Acórdão nº 1279/06.0TABCL.G1 de Tribunal da Relação de Guimarães, 01 de Março de 2010

Magistrado ResponsávelFILIPE MELO
Data da Resolução01 de Março de 2010
EmissorTribunal da Relação de Guimarães

S Privacidade: 1 Meio Processual: RECURSO PENAL Decisão: AMBOS IMPROCEDENTES Sumário: I – Salvo se a norma incriminadora comportar outro sentido, na comparticipação em factos cuja ilicitude dependa de qualidades ou relações especiais do agente, basta que um deles detenha essas qualidades para que a pena aplicável se estenda a todos os outros comparticipantes.

II – No crime de corrupção passiva não é necessário que todos os co-autores sejam funcionários, bastando que um dos agentes tenha tal qualidade.

Decisão Texto Integral: Acordam em conferência no Tribunal da Relação de Guimarães: Nestes autos de Processo Comum Colectivo no 2º Juízo Criminal do Tribunal Judicial de Barcelos, por acórdão de 6.06.2008 foi decidido, além do mais: - Condenar o arguido BRUNO, como autor material de um crime de corrupção passiva, p. e p. pelo artº. 372º., nº. 1, do Cód.
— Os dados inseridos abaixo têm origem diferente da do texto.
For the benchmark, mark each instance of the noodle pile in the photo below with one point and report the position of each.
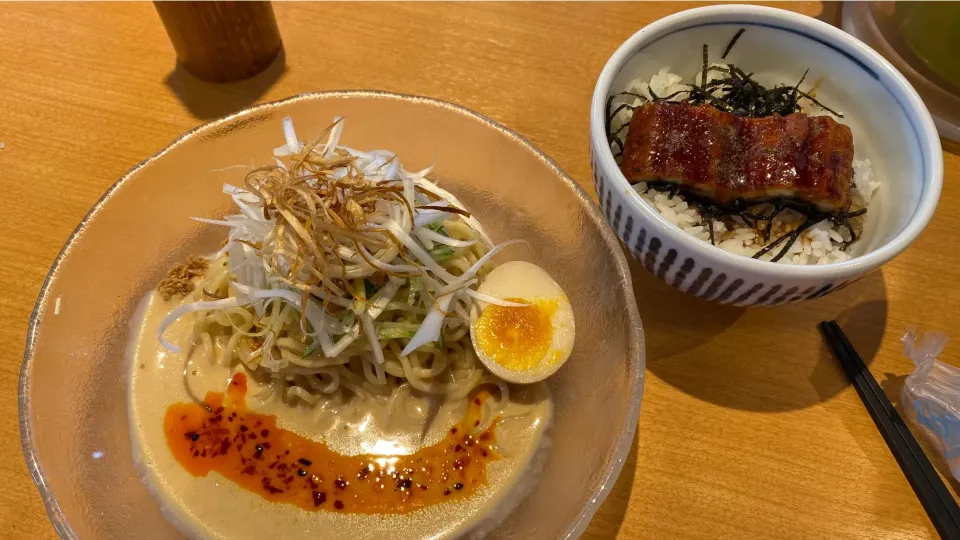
(344, 276)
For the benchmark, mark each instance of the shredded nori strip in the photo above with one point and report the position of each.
(743, 96)
(732, 43)
(745, 210)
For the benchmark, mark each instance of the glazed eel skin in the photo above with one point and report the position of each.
(724, 157)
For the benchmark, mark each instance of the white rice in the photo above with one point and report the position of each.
(820, 244)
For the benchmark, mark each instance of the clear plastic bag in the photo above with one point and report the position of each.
(931, 394)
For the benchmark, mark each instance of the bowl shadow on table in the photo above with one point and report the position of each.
(609, 516)
(208, 101)
(737, 358)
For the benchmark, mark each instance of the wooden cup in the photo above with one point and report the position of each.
(222, 41)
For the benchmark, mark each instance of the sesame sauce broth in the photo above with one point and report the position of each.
(251, 450)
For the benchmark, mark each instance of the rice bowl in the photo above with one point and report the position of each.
(892, 129)
(823, 243)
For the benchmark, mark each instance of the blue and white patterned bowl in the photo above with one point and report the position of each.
(890, 126)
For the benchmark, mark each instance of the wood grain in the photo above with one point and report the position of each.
(221, 41)
(748, 428)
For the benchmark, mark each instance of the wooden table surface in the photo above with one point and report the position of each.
(748, 427)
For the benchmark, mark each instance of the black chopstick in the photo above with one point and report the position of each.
(936, 499)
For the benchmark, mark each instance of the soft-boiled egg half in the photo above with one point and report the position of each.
(522, 344)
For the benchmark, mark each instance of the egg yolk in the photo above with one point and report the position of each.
(517, 338)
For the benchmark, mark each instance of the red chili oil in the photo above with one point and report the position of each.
(221, 435)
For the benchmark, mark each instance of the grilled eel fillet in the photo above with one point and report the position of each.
(723, 157)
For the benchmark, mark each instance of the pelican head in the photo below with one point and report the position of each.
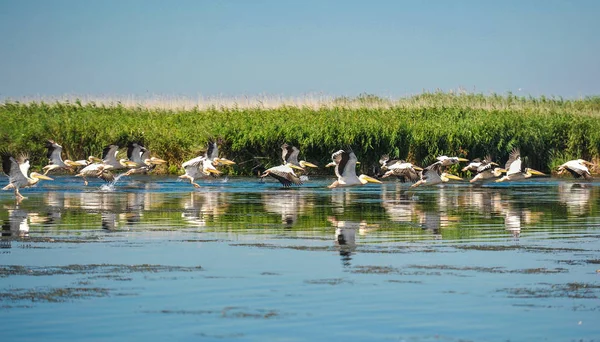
(532, 172)
(127, 163)
(39, 176)
(307, 164)
(364, 179)
(448, 176)
(294, 166)
(498, 171)
(223, 161)
(154, 161)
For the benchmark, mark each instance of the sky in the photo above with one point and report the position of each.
(293, 48)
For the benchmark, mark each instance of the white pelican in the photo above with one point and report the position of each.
(109, 159)
(403, 170)
(56, 162)
(290, 155)
(17, 170)
(204, 166)
(515, 170)
(487, 171)
(284, 174)
(138, 154)
(476, 163)
(577, 168)
(345, 170)
(447, 161)
(96, 170)
(433, 175)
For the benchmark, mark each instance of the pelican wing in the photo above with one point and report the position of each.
(12, 169)
(289, 154)
(513, 165)
(54, 152)
(193, 163)
(212, 152)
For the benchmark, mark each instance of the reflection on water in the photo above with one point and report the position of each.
(250, 262)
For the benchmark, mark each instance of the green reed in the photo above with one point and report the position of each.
(547, 130)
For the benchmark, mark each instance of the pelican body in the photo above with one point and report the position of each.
(284, 174)
(205, 165)
(578, 168)
(448, 161)
(17, 170)
(514, 167)
(433, 175)
(140, 159)
(345, 170)
(290, 154)
(55, 159)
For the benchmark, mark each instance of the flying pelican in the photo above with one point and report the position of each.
(290, 155)
(138, 154)
(447, 161)
(345, 170)
(96, 170)
(515, 170)
(109, 159)
(403, 170)
(577, 168)
(56, 162)
(17, 170)
(433, 175)
(204, 166)
(284, 174)
(487, 170)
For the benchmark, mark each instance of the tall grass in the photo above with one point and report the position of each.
(416, 128)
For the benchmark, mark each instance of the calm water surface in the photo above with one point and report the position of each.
(153, 258)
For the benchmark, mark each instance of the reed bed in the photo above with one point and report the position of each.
(548, 131)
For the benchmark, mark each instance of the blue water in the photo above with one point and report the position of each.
(153, 258)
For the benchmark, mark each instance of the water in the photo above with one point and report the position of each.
(152, 258)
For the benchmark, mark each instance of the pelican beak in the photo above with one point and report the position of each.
(451, 176)
(371, 179)
(157, 161)
(295, 167)
(224, 161)
(535, 172)
(39, 176)
(304, 164)
(589, 163)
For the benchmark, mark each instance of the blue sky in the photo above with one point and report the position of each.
(291, 48)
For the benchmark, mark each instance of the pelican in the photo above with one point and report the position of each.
(96, 170)
(17, 170)
(403, 170)
(433, 175)
(345, 170)
(109, 159)
(284, 174)
(476, 163)
(577, 168)
(290, 155)
(515, 170)
(56, 162)
(140, 156)
(204, 166)
(487, 171)
(447, 161)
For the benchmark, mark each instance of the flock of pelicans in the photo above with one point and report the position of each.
(288, 173)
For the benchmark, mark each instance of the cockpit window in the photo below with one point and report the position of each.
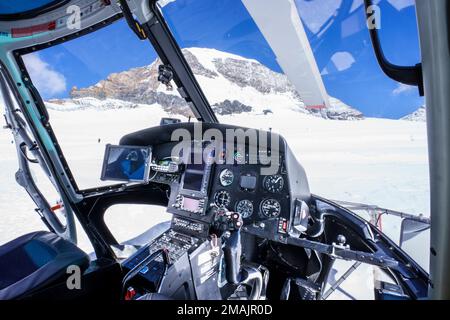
(15, 7)
(98, 88)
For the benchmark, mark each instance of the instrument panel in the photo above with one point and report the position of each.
(242, 188)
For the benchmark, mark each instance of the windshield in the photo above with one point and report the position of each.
(93, 87)
(370, 135)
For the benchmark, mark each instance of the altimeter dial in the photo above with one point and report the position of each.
(222, 199)
(274, 184)
(226, 177)
(270, 208)
(244, 208)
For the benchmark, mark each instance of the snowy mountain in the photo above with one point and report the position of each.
(233, 85)
(418, 116)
Penal, e de dois crimes de abuso do poder, p. e p. pelo artº. 382º., do mesmo Código, na pena única 2 (dois) anos e 5(cinco) meses de prisão.

Nos termos do disposto nos artºs. 50º. e 51º., do Cód. Penal, suspender a execução daquela pena de prisão, por um período de igual duração, com a condição de, no prazo máximo de quinze dias a contar da data do trânsito em julgado do acórdão condenatório, devolver as éguas e os arreios ao lesado José S..., ou pagar-lhe, solidariamente com o arguido Manuel, a quantia de € 2.550 (dois mil quinhentos e cinquenta euros), que corresponde ao valor que deu por elas assim como pelos arreios, e pagar ao Estado a importância de € 600 (seiscentos euros) como compensação por não ter arrecadado as multas e encargos que o arguido indevidamente “perdoou”.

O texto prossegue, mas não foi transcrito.